Cons: It bothered me that I couldn’t figure out how to establish an account on Lyft’s app without allowing access to my Facebook profile and friend list. And I could live without the fist bump. But those are small prices to pay for getting 30 minutes of my life back.
It’s possible that I just picked a bad morning at the Yellow Cab dispatch office. But based on my experience, I’d definitely choose Lyft again (though I would personally feel more comfortable using it if there were some basic and enforceable safety regulations in place somewhere). In our next post, we’ll look at some of the complications—and opportunities—to create a more robust system that offers more choice and protects the public’s interest.
Lee
Sidecar doesn’t require that you give up access to your Facebook information (or that you have a Facebook account at all). Also, fistbumps are optional.
Jennifer Langston
Excellent points, Lee.
Matt the Engineer
I use cabs fairly frequently, and signed up with Car2Go the first day possible, but haven’t tried Lyft yet purely because of the Facebook thing. Imagine if a cab required a download of your address book on your phone before allowing you in the car. No thanks.

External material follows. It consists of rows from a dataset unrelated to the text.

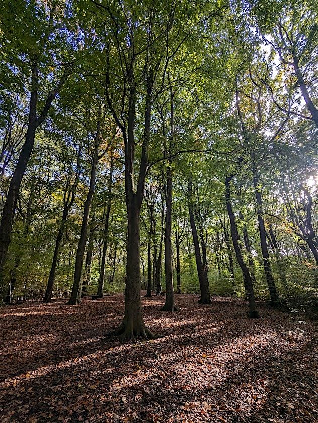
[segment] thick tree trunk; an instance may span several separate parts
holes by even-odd
[[[266,232],[265,231],[265,226],[263,217],[263,203],[262,195],[259,189],[258,178],[256,173],[256,169],[253,169],[253,184],[254,186],[254,192],[256,198],[256,206],[257,207],[257,219],[259,224],[259,230],[260,231],[260,237],[261,239],[261,248],[262,250],[262,255],[263,256],[263,264],[264,266],[265,278],[268,286],[268,290],[271,297],[271,303],[273,305],[277,305],[279,303],[279,297],[276,289],[276,287],[274,281],[271,264],[269,261],[269,254],[266,243]]]
[[[171,246],[171,217],[172,214],[172,174],[169,162],[166,171],[166,219],[165,226],[165,278],[166,302],[162,308],[165,311],[178,311],[175,305],[173,280],[172,250]]]
[[[190,223],[192,232],[195,261],[197,265],[197,270],[198,271],[200,290],[201,292],[201,298],[199,302],[200,304],[211,304],[210,291],[208,289],[208,286],[206,284],[206,278],[204,274],[204,270],[200,251],[198,232],[194,220],[194,206],[192,199],[192,182],[191,178],[189,178],[188,183],[188,198]]]
[[[127,246],[125,316],[120,326],[109,335],[121,337],[123,340],[151,338],[153,334],[146,327],[140,299],[140,208],[135,194],[127,210],[128,239]]]
[[[180,280],[180,244],[178,231],[176,230],[176,250],[177,255],[177,293],[181,293],[181,281]]]
[[[0,275],[3,270],[8,249],[10,243],[11,230],[17,206],[19,190],[34,144],[37,121],[37,93],[33,93],[31,94],[29,113],[29,125],[26,134],[25,142],[22,147],[18,159],[17,167],[10,182],[7,198],[3,209],[0,222]]]
[[[244,263],[242,253],[240,248],[240,242],[238,240],[238,232],[236,225],[235,216],[233,213],[232,208],[232,204],[231,202],[231,191],[230,182],[231,180],[231,177],[227,176],[225,178],[225,200],[226,202],[226,209],[228,213],[229,217],[230,227],[231,227],[231,235],[232,237],[232,241],[233,241],[233,245],[235,250],[237,262],[241,267],[244,275],[247,288],[249,291],[249,305],[250,311],[249,312],[249,317],[258,318],[260,317],[260,314],[256,308],[256,303],[255,302],[255,297],[254,295],[254,289],[253,288],[253,282],[252,278],[249,271],[249,269],[247,265]]]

Maybe I’ll create a fake account just to access companies that join this annoying trend.
Cassandra
Good luck with that. Lyft has a Facebook team that checks incoming Facebook sign ups for certain requirements before allowing them in the community. A fake account won’t work.
Rob
I’m a new Sidecar driver and got a slow start to driving because I was skeptical as to how well the whole concept would work here in Seattle and hadn’t yet used the service as a passenger. I had used Uber once before UberX started and thought it was a bit pricey though the towncar was nice.
Finally I got a chance to use the service as a rider a couple weeks ago and I’m pretty certain I won’t go back to riding a cab, for all the reasons Jennifer pointed out. Fact is, the rude dispatchers and unknown wait times have been common experiences for me, more often than not.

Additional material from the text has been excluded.